(686d) Connecting Anthranilate Catabolism and Anabolism Leads to a Novel Muconic Acid Biosynthetic Approach

Lin, Y., BiotecEra Inc.
Sun, X., Beijing University of Chemical Technology
Yuan, Q., Beijing University of Chemical Technology
Yan, Y., University of Georgia

Adipic acid is an important platform chemical that can be used for plastic and nylon production. The global demand for adipic acid is over 2 billion kilograms annually. Currently, the major approach to adipic acid production relies on chemical synthesis using benzene as the starting material. However, this approach is generally considered nonrenewable and environmentally incompatible due to the toxicity of the starting material and intermediates and the release of greenhouse gas N2O. Microbial synthesis from renewable carbon sources provides a feasible and promising alternative in the circumstance of environment deterioration and petroleum depletion. Indeed, adipic acid can be easily generated by hydrogenation of muconic acid, a naturally existing intermediate in aromatic compounds degradation by some soil bacteria.
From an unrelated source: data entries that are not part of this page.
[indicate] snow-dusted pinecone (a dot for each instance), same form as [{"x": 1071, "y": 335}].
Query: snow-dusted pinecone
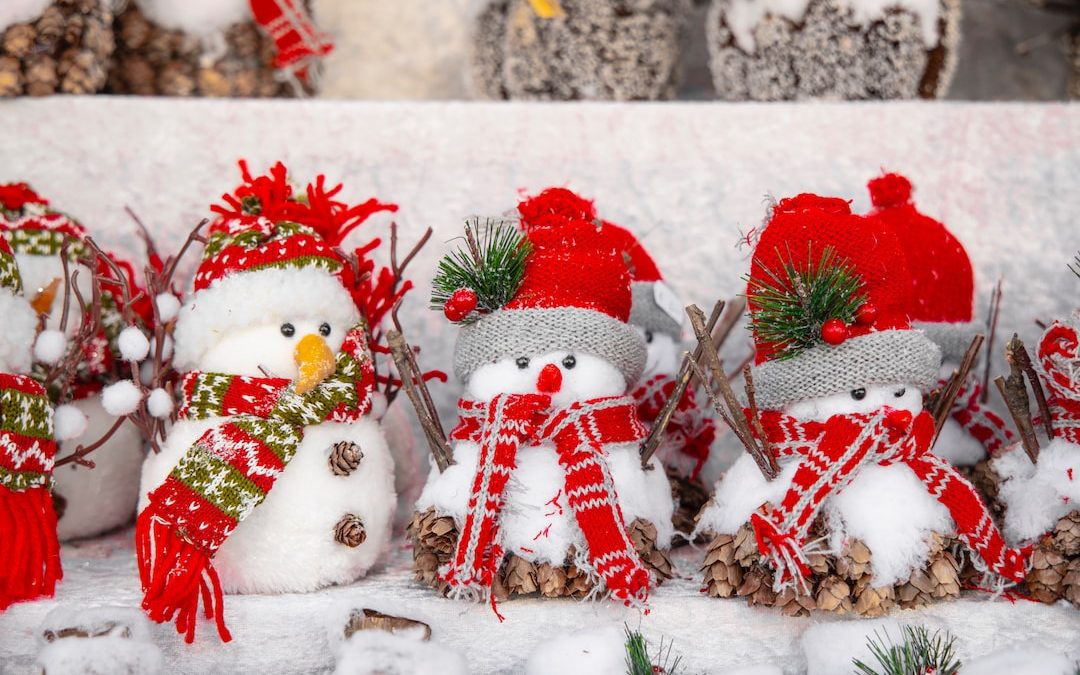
[
  {"x": 618, "y": 50},
  {"x": 66, "y": 50},
  {"x": 153, "y": 61},
  {"x": 831, "y": 54}
]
Draths and Frost first reported the constitution of an artificial pathway in Escherichia coli by shunting 3-dehydroshikimate from shikimate pathway, affording the production of muconic acid from glucose. Here we designed a novel muconic acid biosynthetic pathway by connecting anthranilate catabolism with anabolism. Specifically, anthranilate, an E. coli endogenous intermediate in the tryptophan biosynthetic branch was sequentially converted into catechol and muconic acid by anthranilate 1,2-dioxygenase (ADO) and catechol 1,2-dioxygenase (CDO). First of all, screening for efficient ADO and CDO from different microorganisms led to the convertion of anthranilate to gram per liter-level of muconic acid. Further, to achieve the de novo muconic acid biosynthesis, anthranilate overproducing strains were constructed by blocking tryptophan biosynthesis and over-expressing the key enzymes in shikimate pathway. Interestingly, introduction of a strengthened glutamine regeneration system by over-expressing glutamine synthase dramatically enhanced anthranilate production. Finally, the engineered strain carrying the full pathway produced 390 mg/L of muconic acid from simple carbon sources in shake flask. This approach will demonstrate scale-up potential for microbial production of muconic acid with further condition and pathway optimizations.